C’est finalement l’entretien qui nous aura permis d’effectuer la collecte systématique de données après la clarification d’une problématique et d’hypothèses relatifs à un domaine subjectif, où il s’agissait plus d’évoluer vers la compréhension de cette subjectivité des aspects affectifs (par une approche de type clinique), que de faire de l’observation de comportements manifestes, impossibles à saisir dans leur intégralité. Démarche progressive passée par beaucoup de tâtonnements et de difficultés en raison d’abord de la complexité du problème, ensuite de notre situation d’inspecteur d’EPS s’efforçant en même temps de faire de la recherche dans le domaine de notre activité professionnelle. Le port ainsi de deux casquettes nous gêne mais il va nous amener à découvrir des dimensions où il nous aide au lieu de nous bloquer: Nous prenons conscience du fait que être proche des enseignants par notre propre expérience (d’enseignant nous-mêmes puis d’inspecteur pédagogique) est un avantage pour mieux comprendre. C’est l’une des explications du choix de l’entretien non directif.

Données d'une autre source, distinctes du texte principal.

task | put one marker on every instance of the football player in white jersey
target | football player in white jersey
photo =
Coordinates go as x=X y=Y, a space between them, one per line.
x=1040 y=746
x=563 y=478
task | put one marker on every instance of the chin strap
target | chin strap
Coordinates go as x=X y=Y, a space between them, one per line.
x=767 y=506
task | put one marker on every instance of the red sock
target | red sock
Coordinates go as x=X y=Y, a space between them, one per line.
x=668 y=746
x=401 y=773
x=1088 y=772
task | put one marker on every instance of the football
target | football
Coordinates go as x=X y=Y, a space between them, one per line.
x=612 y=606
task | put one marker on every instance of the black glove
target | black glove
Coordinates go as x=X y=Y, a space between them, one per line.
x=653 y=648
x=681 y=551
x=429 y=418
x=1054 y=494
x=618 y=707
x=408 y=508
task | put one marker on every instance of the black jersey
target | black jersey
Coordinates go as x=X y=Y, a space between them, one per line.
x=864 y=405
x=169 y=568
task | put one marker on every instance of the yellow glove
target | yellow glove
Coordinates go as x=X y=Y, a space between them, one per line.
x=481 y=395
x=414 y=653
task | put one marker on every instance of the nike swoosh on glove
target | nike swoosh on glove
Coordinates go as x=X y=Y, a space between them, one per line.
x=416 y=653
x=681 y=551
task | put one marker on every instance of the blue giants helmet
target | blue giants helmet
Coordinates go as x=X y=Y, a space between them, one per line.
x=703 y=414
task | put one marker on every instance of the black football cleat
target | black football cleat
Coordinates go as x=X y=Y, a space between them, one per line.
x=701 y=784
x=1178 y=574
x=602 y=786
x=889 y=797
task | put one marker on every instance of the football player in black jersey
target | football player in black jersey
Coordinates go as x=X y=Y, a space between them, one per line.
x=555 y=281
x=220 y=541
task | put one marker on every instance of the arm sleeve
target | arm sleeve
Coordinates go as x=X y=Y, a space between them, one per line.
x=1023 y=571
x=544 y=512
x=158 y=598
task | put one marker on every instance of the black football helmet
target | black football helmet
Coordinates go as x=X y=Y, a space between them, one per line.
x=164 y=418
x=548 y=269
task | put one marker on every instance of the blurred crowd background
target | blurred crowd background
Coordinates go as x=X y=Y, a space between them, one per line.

Nous sommes pleinement engagés ainsi dans une position de recherche-action, où nous nous apercevons que les enseignants se détachent difficilement de l’image de l’inspecteur; c’est pourquoi après avoir effectué le pré-test des prototypes d’entretien, nous nous éloignerons de notre circonscription pour les entretiens systématiques [10]. Par ailleurs, nous avons présenté au début des entretiens un sujet large (parler de leur travail pour les enseignants) comme moyen systématique de saisir les attitudes et les représentations des interrogés sans qu’ils aient été influencés par l’idée qu’ils pourraient se faire des attentes de l’enquêteur. Précaution supplémentaire pour

contourner le biais toujours possible créé par notre position d’inspecteur: présenter un sujet large pour contourner le biais d’un discours préconstruit, et amoindrir les effets de notre propre influence. Largement analysée même dans des cas de travaux de recherche expérimentale (De Landsheere G., 1982, pp.60 à 66), cette influence de l’observateur ou de l’enquêteur est pratiquement impossible à éviter. Tout au moins pouvons-nous essayer d’en prendre conscience en permanence, l’éviter ou l’amoindrir, et l’évaluer au moment de l’analyse des données.